Chicago’s South Side has it tough these days, and that goes double for Calvin Palmer’s haircutting emporium, the anything-goes big screen Windy City man cave and hangout moviegoers fell in love with some 14 years ago in Barbershop. Gangs are out of control, poverty and despair plague the neighborhoods, drugs—and sometimes cops—are killing kids and meanwhile Obama, the so-called post racial President, is in the White House. With belt-tightening the rule of the day, the barbershop owned by Calvin (Ice Cube) now must share its quarters with a women’s hairdressing salon.
Directed by Malcolm D. Lee (he made theBest Man movies) from a shrewd script by Kenya Barris and Tracy Oliver, Barbershop: The Next Cut is, on one level, the same as it ever was: a brash workplace comedy with an edge of social satire and some not-so-subtle calls to action. As usual, the vivid, lively hair-choppers riff on celebrities, politics, sexual politics and pop culture, sometimes seriously (there’s mention of President Obama, Trayvon Martin, Eric Garner), almost always entertainingly, and often hilariously. And when Cedric the Entertainer, Regina Hall, Common and Nicki Minaj are throwing shade, the movie is so snappy and sharp that you almost hope the anger-laced wisecracks will never end.

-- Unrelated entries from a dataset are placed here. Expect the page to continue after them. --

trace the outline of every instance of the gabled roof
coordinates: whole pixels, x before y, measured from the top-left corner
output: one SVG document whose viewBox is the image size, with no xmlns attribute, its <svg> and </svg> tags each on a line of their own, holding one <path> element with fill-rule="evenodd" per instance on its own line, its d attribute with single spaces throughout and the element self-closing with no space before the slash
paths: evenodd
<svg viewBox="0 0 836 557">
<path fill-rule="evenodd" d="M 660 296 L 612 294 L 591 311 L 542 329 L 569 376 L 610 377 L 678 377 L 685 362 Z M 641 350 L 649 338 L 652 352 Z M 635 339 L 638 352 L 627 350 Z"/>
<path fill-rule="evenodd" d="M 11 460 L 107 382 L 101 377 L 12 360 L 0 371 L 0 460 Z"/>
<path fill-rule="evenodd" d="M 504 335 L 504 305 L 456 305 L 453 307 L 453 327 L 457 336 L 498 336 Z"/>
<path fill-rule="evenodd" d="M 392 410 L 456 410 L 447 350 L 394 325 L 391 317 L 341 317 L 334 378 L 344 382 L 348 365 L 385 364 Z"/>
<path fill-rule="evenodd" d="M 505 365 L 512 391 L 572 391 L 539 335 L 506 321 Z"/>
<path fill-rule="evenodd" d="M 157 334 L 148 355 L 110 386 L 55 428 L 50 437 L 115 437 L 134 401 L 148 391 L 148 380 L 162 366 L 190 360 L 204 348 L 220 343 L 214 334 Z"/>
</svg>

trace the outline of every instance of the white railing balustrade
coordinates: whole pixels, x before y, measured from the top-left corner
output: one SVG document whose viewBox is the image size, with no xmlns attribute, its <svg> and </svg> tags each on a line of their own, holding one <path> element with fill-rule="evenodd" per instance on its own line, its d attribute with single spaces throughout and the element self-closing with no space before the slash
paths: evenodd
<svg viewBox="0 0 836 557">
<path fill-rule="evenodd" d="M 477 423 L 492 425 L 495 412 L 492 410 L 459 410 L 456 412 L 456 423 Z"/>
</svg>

But this time out, the film gets strengthened and deepened by a prickly new tension: the real-world threat of violence erupting at any moment. Kids are in constant danger. Bullets kill the innocent. The haircutters all hit the floor when gunshots ring out. Even the central plot revolves around Ice Cube’s character and his teenage son who may be about to join a gang. Is it time to pack up and move to a better neighborhood and school, or should they stay and fight for the neighborhood they call home?
Barbershop: The Next Cut poses serious questions and—quite a feat—even generates some big laughs while doing it.